Trois options s'offrent aux votants : une primaire fermée réservée aux adhérents, une primaire semi-ouverte incluant également les sympathisants, ou encore désigner Retailleau comme candidat sans délai. Cette dernière option permettrait au président du parti, qui a déjà amorcé sa campagne début février, de simplifier le processus et d’accélérer sa stratégie.

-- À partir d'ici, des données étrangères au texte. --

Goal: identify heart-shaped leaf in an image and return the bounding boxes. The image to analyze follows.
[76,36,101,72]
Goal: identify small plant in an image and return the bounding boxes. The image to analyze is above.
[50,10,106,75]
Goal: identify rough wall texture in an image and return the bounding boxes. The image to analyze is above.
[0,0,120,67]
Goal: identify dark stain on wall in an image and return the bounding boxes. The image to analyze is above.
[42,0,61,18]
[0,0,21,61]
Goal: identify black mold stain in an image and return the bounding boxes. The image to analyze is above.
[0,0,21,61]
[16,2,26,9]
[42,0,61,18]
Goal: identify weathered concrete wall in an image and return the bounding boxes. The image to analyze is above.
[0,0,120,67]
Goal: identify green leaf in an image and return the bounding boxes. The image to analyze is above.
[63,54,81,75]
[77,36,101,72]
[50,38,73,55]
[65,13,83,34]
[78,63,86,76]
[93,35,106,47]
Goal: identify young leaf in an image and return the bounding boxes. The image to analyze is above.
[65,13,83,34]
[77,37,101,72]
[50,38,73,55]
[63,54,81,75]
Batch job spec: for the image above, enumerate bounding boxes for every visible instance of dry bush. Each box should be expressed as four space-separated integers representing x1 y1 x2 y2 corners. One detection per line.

Au cours d'une réunion en mars, les instances du parti ont décidé de ne pas inclure une quatrième option : une primaire ouverte à des personnes d'autres bords politiques. Cela a conduit à des tensions, notamment avec le départ de David Lisnard, candidat à la présidentielle et ancien membre du parti, qui avait plaidé pour cette possibilité.
Indépendamment du vote, le parti semble s’acheminer vers la désignation de Bruno Retailleau comme candidat, aucun rival majeur ne se positionnant pour contester son leadership. Les adhérents avaient déjà fait preuve de leur soutien l'année dernière, en l'élisant à la présidence du parti avec 75 % des voix contre Laurent Wauquiez.

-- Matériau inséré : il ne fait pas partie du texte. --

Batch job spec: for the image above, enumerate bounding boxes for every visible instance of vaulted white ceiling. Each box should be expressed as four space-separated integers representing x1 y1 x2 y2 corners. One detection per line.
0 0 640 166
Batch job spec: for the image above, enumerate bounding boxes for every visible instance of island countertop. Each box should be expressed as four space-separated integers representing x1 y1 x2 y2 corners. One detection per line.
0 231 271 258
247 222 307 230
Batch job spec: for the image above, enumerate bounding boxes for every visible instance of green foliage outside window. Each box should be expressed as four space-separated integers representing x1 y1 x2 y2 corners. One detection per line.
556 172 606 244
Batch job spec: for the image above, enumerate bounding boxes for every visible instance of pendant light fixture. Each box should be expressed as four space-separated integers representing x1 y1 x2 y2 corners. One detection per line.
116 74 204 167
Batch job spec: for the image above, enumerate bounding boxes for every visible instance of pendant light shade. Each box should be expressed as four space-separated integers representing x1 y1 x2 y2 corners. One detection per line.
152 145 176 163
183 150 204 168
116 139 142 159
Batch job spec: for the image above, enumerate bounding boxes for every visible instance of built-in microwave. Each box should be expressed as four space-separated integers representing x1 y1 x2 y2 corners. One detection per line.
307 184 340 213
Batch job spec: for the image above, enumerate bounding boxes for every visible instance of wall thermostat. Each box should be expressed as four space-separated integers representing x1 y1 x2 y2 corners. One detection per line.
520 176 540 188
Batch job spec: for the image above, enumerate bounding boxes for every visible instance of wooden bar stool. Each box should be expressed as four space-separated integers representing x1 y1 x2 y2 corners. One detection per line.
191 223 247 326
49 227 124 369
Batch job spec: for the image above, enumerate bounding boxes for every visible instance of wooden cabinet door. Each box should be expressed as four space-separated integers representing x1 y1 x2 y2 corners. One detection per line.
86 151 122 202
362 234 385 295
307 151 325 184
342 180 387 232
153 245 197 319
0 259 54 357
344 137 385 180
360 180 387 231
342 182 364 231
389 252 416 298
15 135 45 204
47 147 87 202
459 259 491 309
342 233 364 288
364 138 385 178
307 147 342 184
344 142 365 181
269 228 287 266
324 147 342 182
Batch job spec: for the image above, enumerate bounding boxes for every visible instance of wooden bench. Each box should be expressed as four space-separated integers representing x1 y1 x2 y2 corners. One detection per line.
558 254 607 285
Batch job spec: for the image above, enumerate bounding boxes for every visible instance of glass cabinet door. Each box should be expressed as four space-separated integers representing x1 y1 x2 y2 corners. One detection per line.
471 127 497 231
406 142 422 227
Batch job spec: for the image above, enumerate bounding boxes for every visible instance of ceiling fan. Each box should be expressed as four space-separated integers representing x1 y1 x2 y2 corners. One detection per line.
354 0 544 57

Thierry Solère, patron des députés LR, a exprimé son désaccord sur la procédure, annonçant qu'il voterait blanc, jugeant l'initiative comme "un choix de dupes". Cet avis n’est pas partagé par Retailleau, qui a rétorqué contre les critiques en déclarant : "Les chiens aboient et la caravane passe" sur Public Sénat. Cependant, il est à noter qu'aucun des poids lourds du parti n’a fait preuve de soutien visible depuis le début de sa campagne.
Dans une interview au Figaro, Michel Barnier, ancien Premier ministre avec ses propres ambitions présidentielles, a également souligné qu'il ne cherchait pas à s'opposer à Retailleau, tout en déplorant l'absence d'une ouverture lors de cette consultation.